The Nidec Precision Corporation (ニデックプレシジョン株式会社, Nidekku Pureshijon Kabushiki-gaisha), or The ex. Nidec Copal Corporation (日本電産コパル株式会社, Nihon Densan Koparu Kabushiki-gaisha), or Copal, is a Japanese manufacturer of optical, electronic and mechanical equipment, primarily for the photographic industry. It has been a subsidiary of Nidec Corporation since 1998, and was formerly known as the Copal Corporation. The company began operation in 1946, with small-scale production of photographic shutters; these are still one of the company's best-known products.

In the 1960s the company began producing the well-known Copal Square vertically travelling metal blade focal plane shutter, which was very successful and was used in cameras by many prominent manufacturers.

The Copal Square-S, for example used in the Konica T3s (1973-1978) and the Nikkormat FT, is very reliable.
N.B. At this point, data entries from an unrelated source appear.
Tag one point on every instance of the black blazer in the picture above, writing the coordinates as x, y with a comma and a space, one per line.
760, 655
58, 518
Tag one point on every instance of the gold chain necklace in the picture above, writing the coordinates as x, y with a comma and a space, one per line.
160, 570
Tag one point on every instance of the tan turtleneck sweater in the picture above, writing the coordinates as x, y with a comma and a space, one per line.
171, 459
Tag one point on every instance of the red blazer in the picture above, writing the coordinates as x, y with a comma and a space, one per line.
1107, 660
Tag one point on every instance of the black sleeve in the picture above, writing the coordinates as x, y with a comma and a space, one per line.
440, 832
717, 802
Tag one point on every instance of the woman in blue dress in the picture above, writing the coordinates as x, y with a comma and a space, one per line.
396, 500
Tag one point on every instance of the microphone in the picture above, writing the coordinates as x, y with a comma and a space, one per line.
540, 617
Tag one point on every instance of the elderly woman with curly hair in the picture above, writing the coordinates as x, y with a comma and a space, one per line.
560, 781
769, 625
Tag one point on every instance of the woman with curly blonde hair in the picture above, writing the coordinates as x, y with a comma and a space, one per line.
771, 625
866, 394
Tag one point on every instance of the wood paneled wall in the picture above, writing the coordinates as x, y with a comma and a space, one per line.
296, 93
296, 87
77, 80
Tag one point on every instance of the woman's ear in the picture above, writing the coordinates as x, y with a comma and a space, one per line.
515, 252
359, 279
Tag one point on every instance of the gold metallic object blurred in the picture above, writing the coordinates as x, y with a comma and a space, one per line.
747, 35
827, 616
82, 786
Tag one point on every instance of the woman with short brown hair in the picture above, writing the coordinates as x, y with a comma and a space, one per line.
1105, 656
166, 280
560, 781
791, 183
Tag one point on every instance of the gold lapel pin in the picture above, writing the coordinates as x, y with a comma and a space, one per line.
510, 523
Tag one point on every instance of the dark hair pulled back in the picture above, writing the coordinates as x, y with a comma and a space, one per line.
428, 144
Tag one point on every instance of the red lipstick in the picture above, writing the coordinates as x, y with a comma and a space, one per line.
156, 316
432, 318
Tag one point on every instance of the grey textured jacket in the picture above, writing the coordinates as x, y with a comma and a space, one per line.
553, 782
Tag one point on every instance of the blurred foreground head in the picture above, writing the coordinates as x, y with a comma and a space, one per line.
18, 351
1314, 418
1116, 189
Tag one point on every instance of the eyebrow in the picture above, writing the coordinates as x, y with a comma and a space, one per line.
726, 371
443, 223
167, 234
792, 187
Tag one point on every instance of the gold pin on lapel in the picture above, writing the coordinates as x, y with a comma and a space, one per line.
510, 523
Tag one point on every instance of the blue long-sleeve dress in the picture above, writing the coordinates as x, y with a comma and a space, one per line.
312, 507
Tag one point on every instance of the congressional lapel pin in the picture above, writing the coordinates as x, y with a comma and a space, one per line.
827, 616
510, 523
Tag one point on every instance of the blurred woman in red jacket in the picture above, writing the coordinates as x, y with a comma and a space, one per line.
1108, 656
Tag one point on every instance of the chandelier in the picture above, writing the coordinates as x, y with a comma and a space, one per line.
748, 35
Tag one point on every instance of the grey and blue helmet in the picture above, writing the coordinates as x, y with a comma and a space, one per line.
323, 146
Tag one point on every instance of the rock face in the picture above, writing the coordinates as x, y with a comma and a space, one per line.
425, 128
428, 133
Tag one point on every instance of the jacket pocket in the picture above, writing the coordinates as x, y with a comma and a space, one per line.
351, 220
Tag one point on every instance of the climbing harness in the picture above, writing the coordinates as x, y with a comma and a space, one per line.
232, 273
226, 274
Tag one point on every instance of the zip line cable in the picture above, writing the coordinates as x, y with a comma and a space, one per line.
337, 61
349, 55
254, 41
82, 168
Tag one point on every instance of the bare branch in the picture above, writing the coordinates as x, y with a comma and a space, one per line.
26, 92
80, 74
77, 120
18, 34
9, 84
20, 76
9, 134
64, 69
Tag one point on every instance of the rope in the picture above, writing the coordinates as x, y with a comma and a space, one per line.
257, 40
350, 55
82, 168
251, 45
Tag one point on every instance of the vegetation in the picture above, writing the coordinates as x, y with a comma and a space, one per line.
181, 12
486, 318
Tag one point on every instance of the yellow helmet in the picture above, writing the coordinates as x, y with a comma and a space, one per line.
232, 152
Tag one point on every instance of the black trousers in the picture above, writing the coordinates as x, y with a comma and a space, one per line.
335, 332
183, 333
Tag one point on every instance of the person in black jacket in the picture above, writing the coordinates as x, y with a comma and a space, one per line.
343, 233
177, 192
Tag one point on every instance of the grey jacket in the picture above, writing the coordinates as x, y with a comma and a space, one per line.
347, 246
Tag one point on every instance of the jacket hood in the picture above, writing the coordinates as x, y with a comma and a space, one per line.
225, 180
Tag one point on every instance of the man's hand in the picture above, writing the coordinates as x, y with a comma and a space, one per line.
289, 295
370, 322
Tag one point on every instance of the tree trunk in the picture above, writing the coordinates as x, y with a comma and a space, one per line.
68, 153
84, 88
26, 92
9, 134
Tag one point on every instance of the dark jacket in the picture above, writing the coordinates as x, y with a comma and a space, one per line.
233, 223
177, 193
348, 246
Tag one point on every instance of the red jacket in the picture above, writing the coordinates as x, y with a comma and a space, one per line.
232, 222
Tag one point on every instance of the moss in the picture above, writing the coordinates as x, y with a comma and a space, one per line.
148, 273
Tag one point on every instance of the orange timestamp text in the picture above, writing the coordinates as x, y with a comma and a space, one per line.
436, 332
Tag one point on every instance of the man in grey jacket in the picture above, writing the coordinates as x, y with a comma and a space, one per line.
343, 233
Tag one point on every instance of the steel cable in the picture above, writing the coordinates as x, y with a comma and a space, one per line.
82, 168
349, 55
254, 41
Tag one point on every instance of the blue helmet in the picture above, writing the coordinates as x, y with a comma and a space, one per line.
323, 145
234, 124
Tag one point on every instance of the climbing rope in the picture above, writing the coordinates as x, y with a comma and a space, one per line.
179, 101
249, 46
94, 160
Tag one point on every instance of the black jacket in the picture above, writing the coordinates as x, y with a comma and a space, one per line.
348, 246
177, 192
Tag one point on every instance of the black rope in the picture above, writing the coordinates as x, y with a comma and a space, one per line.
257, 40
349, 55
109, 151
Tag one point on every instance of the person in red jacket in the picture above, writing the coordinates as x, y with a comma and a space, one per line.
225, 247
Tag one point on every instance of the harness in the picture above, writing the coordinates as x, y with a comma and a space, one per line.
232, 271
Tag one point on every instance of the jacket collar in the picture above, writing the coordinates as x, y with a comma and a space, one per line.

It works over a wide temperature range. The electronically controlled Copal Square E (1968) was used in the Yashica TL Electro X, the Canon EF, the Nikkormat EL. For Minolta XE and the Leica R3 the Copal-Leitz Shutter CLS was developed in 1972. For the professional Nikon F4 built 1988 until 1996 the Copal Square was developed and reached 1/8000 s and 1/250 s with flash.

In 2020 Nidec Copal has round about 6,450 employees and manufactures devices, that are used in automobiles, optical products and Tablets beside shutters for digital cameras.